Ayato se glissa sous la défense de Heihu, le déséquilibrant en visant la lance qu’il poussait contre la lame de Sylvia. Puis il donna un coup de pied latéral de toutes ses forces sur la jambe de la créature.
Quelle que soit la taille de l’adversaire, il était facile de le vaincre si l’on parvenait à le déséquilibrer.
Tremblant violemment, Heihu s’effondra en avant, et l’épée de Sylvia étincela tandis qu’elle frappait le géant chancelant.
« Argh, ce truc est vraiment dur ! » grogna Sylvia.
Mais Ayato ne s’arrêta pas pour répondre, il courut derrière le gardien et balança sa propre lame d’un coup sec. L’attaque, cependant, n’était pas encore assez puissante.
« Alors, que diriez-vous de ceci ? »
Ayato leva la tête, surpris par le son de la voix, pour voir qu’Ernest avait enfoncé son épée dans la cavité du visage de Heihu, jusqu’à la garde.
Sa lame brillait comme celle de Sylvia — il utilisait lui aussi une Technique météorique.
On dirait que Sylvia ne plaisantait pas, pensa Ayato.
« Merveilleux, absolument merveilleux ! Une attaque coordonnée par trois numéros un ! Regardez-moi cette force massive ! »
« Hé, qu’est-ce que tu crois faire, prendre la meilleure partie pour toi ? » lança Sylvia.
Ernest, lui, avait commencé à s’éloigner du géant, l’air grave.
« … Ça n’a pas marché. »
« Qu’est-ce que… ? »
« Mesdames et messieurs, regardez ! Même cela n’a pas suffi à arrêter notre gardien ! Quelle ténacité ! Quelle force ! »
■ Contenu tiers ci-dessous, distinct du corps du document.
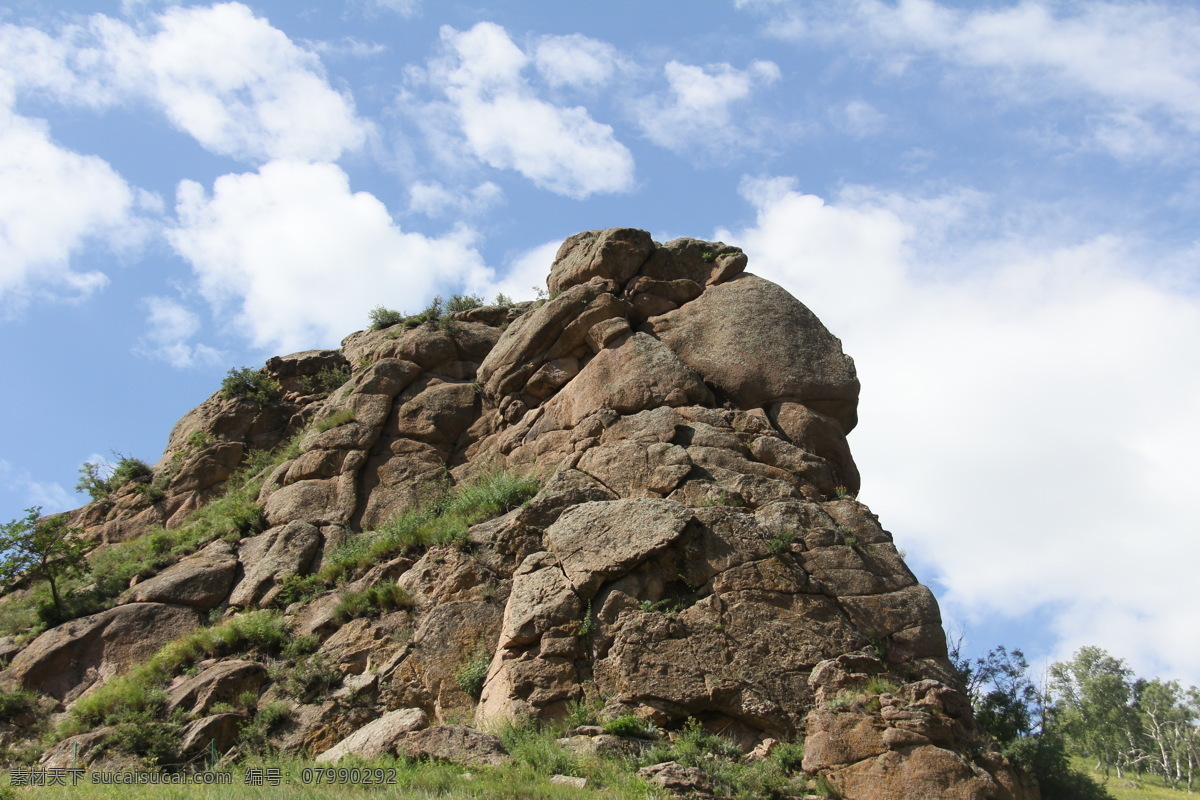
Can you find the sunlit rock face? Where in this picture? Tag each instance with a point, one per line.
(695, 548)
Heihu se redressa lentement, brandissant sa lance comme s’il n’avait pas subi la moindre blessure.
« Je pensais que ses yeux étaient son point faible. Je ne sais pas ce qu’il y a à l’intérieur de cette chose, mais elle a aspiré ma lame. Il n’y a même pas eu de résistance. »
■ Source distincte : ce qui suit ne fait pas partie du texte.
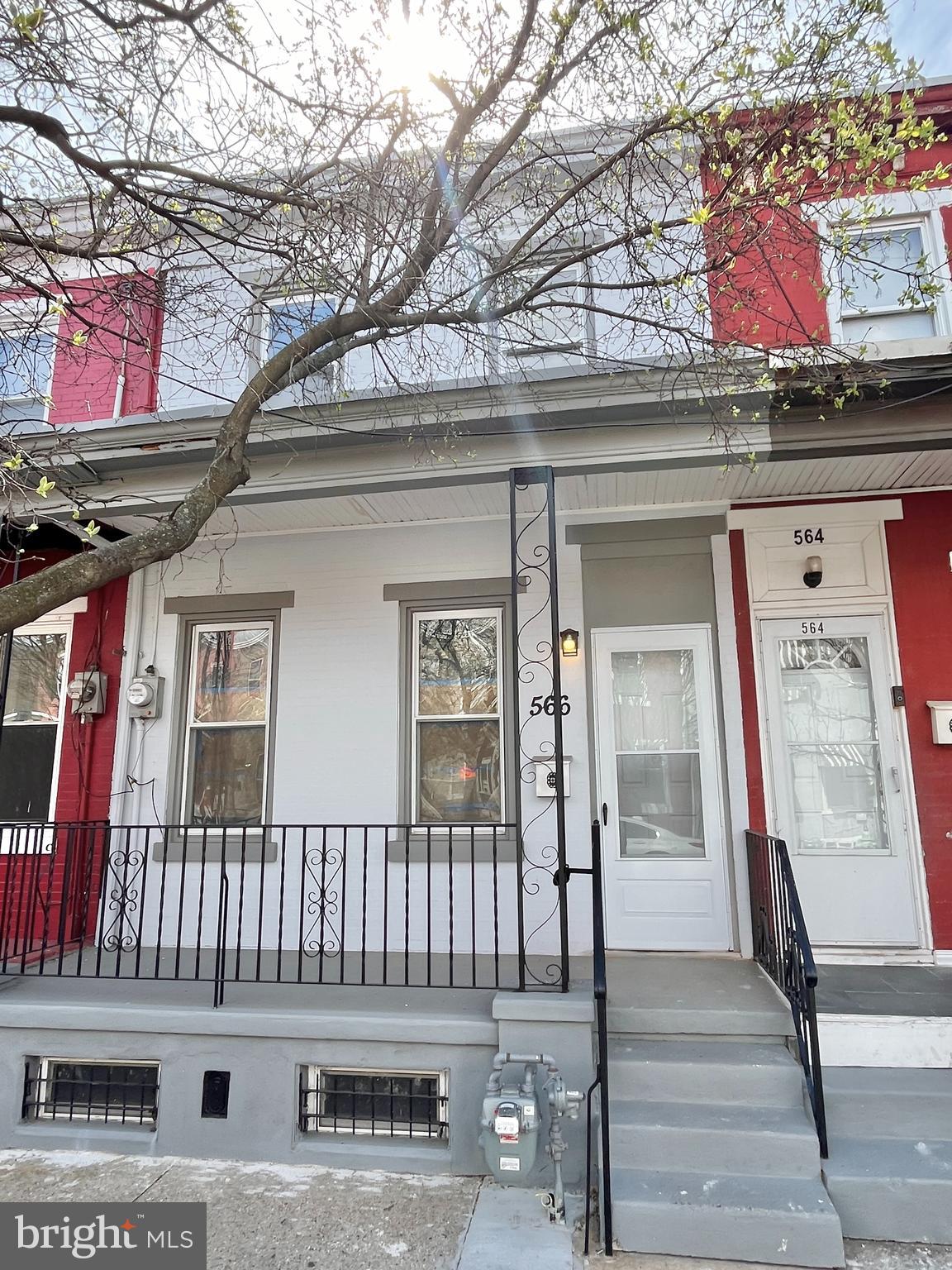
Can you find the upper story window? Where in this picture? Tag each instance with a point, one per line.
(551, 320)
(26, 375)
(457, 717)
(288, 317)
(886, 284)
(227, 723)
« C’est… » Ayato ne savait pas comment répondre.
« Nous allons devoir changer de stratégie. Viser ses faiblesses ne semble pas fonctionner. Nous devons — ! »
Mais avant qu’elle n’ait pu terminer, Sylvia s’était soudainement tue.
« Sylvie ? »
Même quand Ayato l’avait appelée, elle n’avait pas réagi.
Ayato ne l’avait jamais vue avec une telle expression. Ses yeux d’améthyste étaient figés, grands ouverts, et ses lèvres tremblaient de peur. Sa joie habituelle semblait avoir été recouverte de choc et de confusion, comme si elle avait posé les yeux sur quelque chose qu’elle ne pouvait tout simplement pas se résoudre à croire.
Ayato suivit son regard vers le plus haut niveau de l’arène.